Submitted by _Hack_The_Planet_ t3_zqpe56 in boston
georgethethirteenth t1_j15g3zo wrote
Reply to comment by potentpotables in Medford school stabbing Monday injures student, leads to police presence by _Hack_The_Planet_
Chances are that if you are in your late 30s then your school wasn't implementing an "inclusion" program - I'm similar in age and I know my school didn't.
Currently schools are instructed to place students in the "least restrictive" environment possible. What this means is that students with disabilities, that in my day would have received pull-out services, are now spending their days in mainstream academic classrooms. This has proven to be beneficial to those students (in my opinion, the literature hasn't yet proven that it doesn't impede "mainstream" students) but in practice it means that instructors are now scaffolding and modifying material to meet the needs of ESL students, learning disabled students, behaviorally challenged students, autistic students, and more all in the same classroom.
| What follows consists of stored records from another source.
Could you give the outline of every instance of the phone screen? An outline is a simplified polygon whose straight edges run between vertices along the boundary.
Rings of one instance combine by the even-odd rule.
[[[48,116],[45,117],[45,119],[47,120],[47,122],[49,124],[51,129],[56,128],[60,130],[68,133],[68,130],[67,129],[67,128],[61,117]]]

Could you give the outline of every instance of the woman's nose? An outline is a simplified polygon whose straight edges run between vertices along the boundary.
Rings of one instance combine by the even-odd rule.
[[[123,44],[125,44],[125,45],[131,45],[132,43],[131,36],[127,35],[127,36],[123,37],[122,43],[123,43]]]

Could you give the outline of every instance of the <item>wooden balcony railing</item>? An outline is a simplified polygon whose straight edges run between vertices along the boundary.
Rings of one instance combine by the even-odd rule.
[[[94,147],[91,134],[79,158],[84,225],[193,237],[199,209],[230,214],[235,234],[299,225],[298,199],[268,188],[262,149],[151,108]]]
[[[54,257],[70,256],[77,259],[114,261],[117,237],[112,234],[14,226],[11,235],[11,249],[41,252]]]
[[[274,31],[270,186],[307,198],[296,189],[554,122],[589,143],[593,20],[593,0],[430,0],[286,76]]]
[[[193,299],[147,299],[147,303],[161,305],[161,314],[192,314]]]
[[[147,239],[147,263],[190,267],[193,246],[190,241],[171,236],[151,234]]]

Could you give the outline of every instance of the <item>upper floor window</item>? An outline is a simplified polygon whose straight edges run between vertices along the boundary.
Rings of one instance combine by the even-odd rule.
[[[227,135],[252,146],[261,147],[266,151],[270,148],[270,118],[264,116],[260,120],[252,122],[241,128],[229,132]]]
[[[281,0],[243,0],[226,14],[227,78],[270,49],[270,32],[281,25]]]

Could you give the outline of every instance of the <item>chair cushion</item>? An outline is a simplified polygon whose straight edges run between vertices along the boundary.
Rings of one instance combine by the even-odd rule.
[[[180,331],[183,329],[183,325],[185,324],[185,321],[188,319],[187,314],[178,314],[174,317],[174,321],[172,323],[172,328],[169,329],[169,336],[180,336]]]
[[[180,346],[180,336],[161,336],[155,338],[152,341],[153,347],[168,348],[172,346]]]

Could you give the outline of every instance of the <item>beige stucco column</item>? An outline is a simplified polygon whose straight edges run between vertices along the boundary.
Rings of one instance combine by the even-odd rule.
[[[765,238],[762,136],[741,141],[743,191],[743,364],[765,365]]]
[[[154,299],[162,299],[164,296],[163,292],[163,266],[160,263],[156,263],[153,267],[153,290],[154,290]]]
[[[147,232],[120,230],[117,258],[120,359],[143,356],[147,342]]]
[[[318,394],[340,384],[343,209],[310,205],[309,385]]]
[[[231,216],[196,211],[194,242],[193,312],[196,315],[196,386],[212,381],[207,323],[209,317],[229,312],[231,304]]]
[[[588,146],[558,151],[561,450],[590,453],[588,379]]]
It's challenging for a single instructor to handle the multiple different needs, paces, and abilities in a classroom on their own - quite frankly it can be extraordinarily challenging for an instructor, a para, and the occasional special ed teacher to handle a classroom of twenty-five to thirty students even with three adults in the room.
This is only one small piece of the puzzle, but Inclusion programs are where the current pedagogy is and there is plenty of literature to support it (and as someone in a classroom on the daily I'll admit that I'm not sure where I fall on the topic).